• Articolo , 7 luglio 2011
  • Il dopo referendum? Boom delle rinnovabili, ma con serietà

  • Stiamo assistendo ad un cambio di approccio sui futuri scenari energetici del nostro paese: prima si parlava di diversificazione col paradigma “più carbone e meno gas”, poi meno idrocarburi e più nucleare, adesso, in modo inequivocabile, quali rinnovabili sono più disponibili e convenienti. Una rivoluzione epocale che cambierà il nostro modo di vivere. Il vero pericolo? I protagonismi e la miopia del nostro settore…

Dopo l’esito (scontato) del referendum sul nucleare non sono mancate, e continueranno a non mancare, le Cassandre che prefigurano un drammatico futuro per il nostro paese.
Non è così. Per rendersene conto basta guardare al dibattito – questo sì serio – avviato in Germania dopo la decisione di fuoriuscire dal nucleare. Per quanto la non programmabilità della generazione da rinnovabili sia problema in buona parte risolvibile con un approccio diversificato (le biomasse sono programmabili, per la legge dei grandi numeri la moltiplicazione degli impianti a rinnovabili ne riduce l’aleatorietà, esistono diversi sistemi di accumulo, le reti intelligenti faranno la loro parte), si deve pur sempre disporre di impianti a funzionamento certo e sufficientemente flessibile per compensare in tempo reale deficit produttivi da parte delle rinnovabili. Questi impianti esistono: sono i cicli combinati, che in Germania coprono però poco più del 15% della produzione elettrica. Di qui l’importanza di programmarne altri in parziale sostituzione degli impianti nucleari che verranno dismessi.
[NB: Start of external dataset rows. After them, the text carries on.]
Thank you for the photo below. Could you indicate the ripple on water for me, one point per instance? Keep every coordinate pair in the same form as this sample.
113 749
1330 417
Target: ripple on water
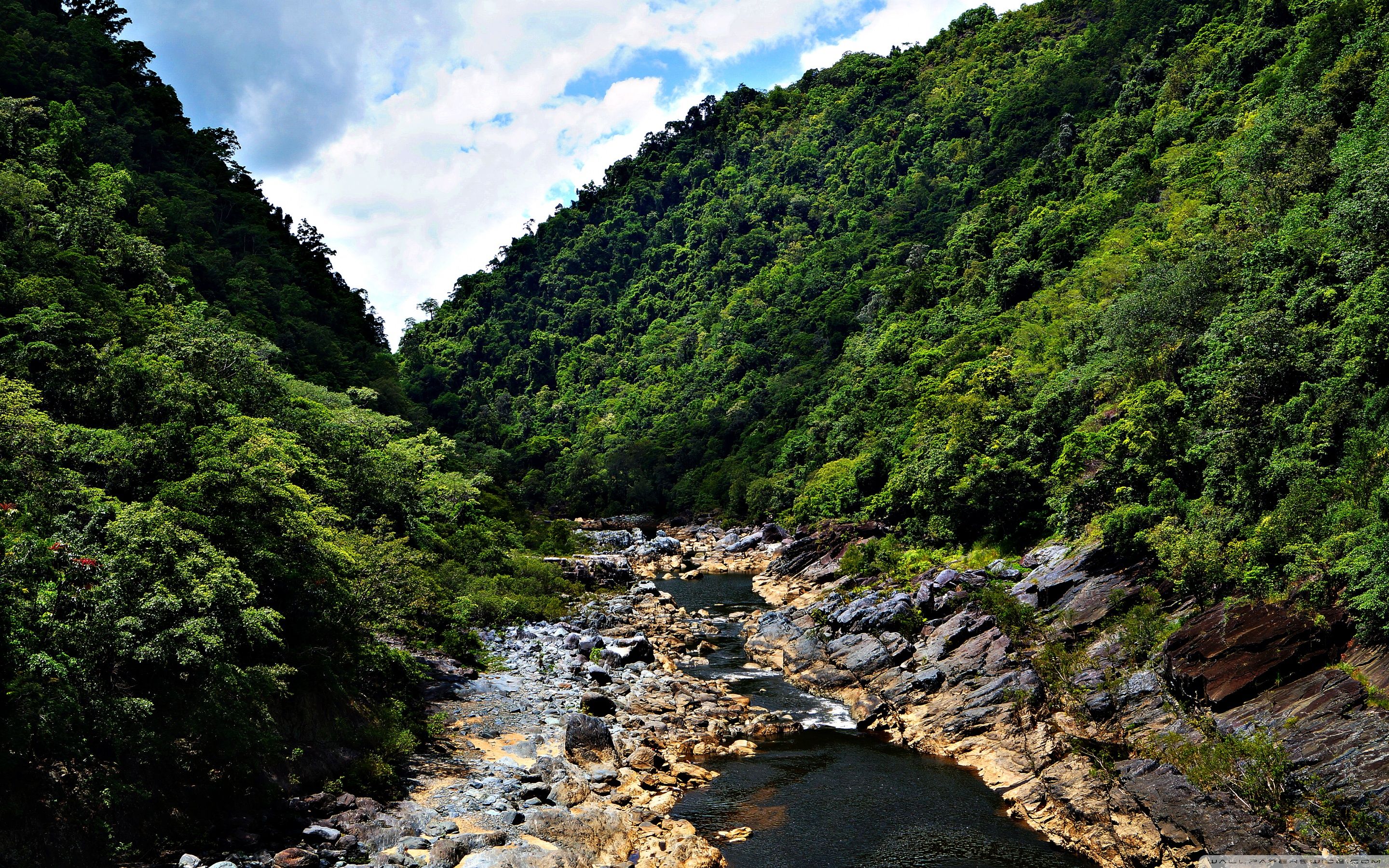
832 798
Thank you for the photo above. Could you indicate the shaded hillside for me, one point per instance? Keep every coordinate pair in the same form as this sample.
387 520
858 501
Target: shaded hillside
113 134
216 546
1109 269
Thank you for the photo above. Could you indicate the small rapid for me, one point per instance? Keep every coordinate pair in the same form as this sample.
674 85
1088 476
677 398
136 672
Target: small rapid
831 796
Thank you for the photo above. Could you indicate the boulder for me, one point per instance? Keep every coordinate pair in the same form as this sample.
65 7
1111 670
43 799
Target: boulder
745 543
859 653
446 853
296 857
596 705
588 739
640 521
324 834
1230 653
1188 816
634 649
595 570
596 835
569 792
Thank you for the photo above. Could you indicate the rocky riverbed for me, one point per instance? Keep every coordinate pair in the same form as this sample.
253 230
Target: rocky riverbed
1073 721
577 749
570 755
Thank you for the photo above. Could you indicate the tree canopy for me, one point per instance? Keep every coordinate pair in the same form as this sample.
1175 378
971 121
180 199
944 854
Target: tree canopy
1106 269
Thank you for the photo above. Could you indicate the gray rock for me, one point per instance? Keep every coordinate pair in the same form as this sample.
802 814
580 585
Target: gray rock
586 738
845 617
441 827
477 841
621 652
1099 705
446 853
569 792
598 705
1181 810
324 834
859 653
745 543
1140 684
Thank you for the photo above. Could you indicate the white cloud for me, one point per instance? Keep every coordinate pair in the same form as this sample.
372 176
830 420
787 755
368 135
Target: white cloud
897 23
428 185
420 136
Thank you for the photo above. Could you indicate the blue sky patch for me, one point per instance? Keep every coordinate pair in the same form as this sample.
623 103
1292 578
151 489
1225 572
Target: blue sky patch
671 67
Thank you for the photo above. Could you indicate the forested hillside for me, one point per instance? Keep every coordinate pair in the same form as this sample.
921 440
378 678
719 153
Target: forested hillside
210 527
1110 269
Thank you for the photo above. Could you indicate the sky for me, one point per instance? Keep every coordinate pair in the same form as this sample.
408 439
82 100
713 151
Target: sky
420 136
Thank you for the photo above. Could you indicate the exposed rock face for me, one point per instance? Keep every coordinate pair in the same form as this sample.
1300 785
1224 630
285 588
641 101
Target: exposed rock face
962 688
1230 653
1325 724
595 570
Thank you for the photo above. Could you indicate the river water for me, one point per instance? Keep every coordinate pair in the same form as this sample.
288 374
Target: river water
831 796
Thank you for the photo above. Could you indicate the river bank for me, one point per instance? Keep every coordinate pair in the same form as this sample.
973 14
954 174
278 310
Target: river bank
1073 720
580 750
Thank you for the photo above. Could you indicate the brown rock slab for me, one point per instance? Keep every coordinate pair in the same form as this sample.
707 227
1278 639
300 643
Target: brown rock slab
1228 653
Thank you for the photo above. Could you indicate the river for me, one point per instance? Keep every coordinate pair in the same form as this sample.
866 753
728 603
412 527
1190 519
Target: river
831 796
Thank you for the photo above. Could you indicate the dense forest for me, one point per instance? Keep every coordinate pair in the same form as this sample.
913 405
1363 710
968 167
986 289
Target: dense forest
1088 269
218 539
1113 270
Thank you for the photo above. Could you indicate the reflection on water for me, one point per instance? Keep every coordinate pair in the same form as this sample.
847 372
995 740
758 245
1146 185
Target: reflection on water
831 798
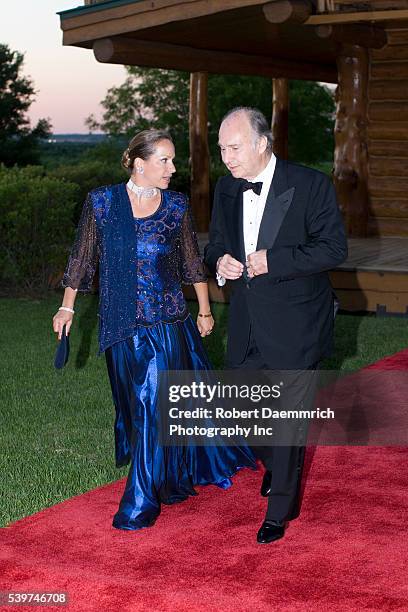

In Italia abbiamo una situazione diametralmente opposta. L’apporto dei cicli combinati alla generazione elettrica è oggi superiore al 50%, ma la loro sovraccapacità rispetto alla domanda fa’ sì che siano costretti a funzionare mediamente per un numero di ore inferiore all’ottimale. Come è emerso con chiarezza il 5 giugno scorso dalla tavola rotonda sul tema “L’impatto delle rinnovabili sul disegno e sul funzionamento del mercato elettrico”, organizzata in concomitanza con la presentazione della relazione annuale del GME, si tratta di introdurre strumenti come il capacity payment, che incentivino i produttori a rendere disponibili impianti a cicli combinati in grado di intervenire immediatamente su richiesta, per rendere compatibile un elevato apporto delle rinnovabili alla generazione elettrica del nostro paese.

Stiamo insomma assistendo a un cambio di paradigma, che comporta però anche una connotazione nuova da attribuire ad alcune parole. Finora, infatti, nel gergo energetico diversificare (diversificazione) di norma ha significato più carbone e meno gas, oppure meno idrocarburi e più nucleare, oppure gas non convenzionali in sostituzione di quelli convenzionali.
Viceversa, nel panorama italiano prossimo venturo queste parole andranno principalmente riferite alle scelte da operare fra le diverse opzioni disponibili all’interno delle tecnologie che utilizzano le rinnovabili. Non è cambiamento da poco, che può contribuire a trasformare in senso comune il concetto che le rinnovabili saranno centrali in qualsiasi politica energetica che guardi al futuro (cioè al di là del proprio naso). Si badi bene, senso comune che latita anche all’interno del nostro mondo, altrimenti non si spiegherebbero le persistenti diatribe volte a riaffermare che il proprio verde è più verde degli altri.